“Yes, I will give you a kiss, if I like the poem. What is the title of this poem then?”
Siddhartha thought about it for a moment, and then he spoke these verses:
The shadowy grove where went the lovely Kamala,
The entrance there, where stood the brown-skin’d samana,
There bowed he deep, he saw the lotus flower,
And Kamala thanked him with smiles and graciousness.
‘Tis lovely, thought he, to offer praise to gods,
‘Tis lovelier still to sacrifice all for her.
The lovely Kamala clapped her bangled hands.
“Your verses are lovely, brown samana, and indeed I have nothing to lose if I let you have a kiss for them.”
With a gesture of her eyes she drew him to herself, he leant his face to hers and put his mouth on her mouth, which was like a fig newly broken open. Kamala’s kiss was long, and Siddhartha felt deep astonishment at how she taught him, at how wise she was, at how she mastered him, pushed him away and drew him back, and at how this first kiss would be followed by many more, a long, well ordered, well-tested series of kisses, each of them different from the last, that awaited him. He remained standing, breathing deeply, and at that moment he was amazed at the fullness of knowledge, the fullness of things worth knowing, that promised themselves to him in front of his eyes.

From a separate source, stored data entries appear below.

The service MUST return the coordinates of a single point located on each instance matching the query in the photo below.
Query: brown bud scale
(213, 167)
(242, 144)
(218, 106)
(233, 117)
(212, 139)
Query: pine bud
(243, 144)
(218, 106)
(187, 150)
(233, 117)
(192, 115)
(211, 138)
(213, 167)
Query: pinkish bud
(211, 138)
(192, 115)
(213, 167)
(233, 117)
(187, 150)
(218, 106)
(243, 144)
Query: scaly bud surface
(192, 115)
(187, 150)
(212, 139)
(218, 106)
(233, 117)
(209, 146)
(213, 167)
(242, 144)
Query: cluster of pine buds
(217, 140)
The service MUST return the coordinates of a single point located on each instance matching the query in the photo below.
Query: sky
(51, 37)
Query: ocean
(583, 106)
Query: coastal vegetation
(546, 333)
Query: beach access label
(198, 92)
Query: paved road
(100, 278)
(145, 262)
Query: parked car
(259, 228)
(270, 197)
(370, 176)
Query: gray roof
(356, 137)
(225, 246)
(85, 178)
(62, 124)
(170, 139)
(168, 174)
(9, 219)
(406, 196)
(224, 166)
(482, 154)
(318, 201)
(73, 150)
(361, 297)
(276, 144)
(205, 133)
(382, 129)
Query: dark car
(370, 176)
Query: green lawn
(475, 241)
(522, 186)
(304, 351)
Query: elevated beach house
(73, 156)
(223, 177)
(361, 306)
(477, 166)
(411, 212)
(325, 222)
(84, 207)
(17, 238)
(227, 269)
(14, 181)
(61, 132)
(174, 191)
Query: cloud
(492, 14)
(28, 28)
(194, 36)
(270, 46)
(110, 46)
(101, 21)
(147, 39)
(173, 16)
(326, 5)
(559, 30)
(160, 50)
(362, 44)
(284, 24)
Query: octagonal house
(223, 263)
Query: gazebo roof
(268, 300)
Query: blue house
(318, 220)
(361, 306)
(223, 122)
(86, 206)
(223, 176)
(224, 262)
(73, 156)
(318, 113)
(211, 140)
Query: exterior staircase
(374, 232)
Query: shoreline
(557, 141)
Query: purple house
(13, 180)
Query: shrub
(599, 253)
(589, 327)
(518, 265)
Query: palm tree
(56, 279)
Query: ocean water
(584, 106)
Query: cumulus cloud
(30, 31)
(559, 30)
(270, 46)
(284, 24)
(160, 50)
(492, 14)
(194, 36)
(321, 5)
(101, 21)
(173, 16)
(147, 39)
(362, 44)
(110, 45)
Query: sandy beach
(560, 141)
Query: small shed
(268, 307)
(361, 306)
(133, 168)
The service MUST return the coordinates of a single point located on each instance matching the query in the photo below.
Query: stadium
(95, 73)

“Your verses are lovely,” Kamala declared, “if I were rich I would give you a piece of gold for them. Though you will find it very hard to gather as much money as you need by making up verses. You will, after all, need such a lot of money if you want to be the friend of Kamala.”
“Th..the way you kiss, Kamala!” Siddhartha stammered.
“Yes, I am good at that, aren’t I. That is why I am never short of clothes and shoes and jewelry and all those nice things. But what will become of you? Can you think of nothing else but thinking and fasting and making up verses?”
“I know the songs for performing sacrifice, too,” said Siddhartha, “though I no longer wish to sing them. I know magic spells, too, though I no longer wish to cast them. I have read the scriptures ...”
“Stop,” Kamala interrupted him. “You can read? And write?”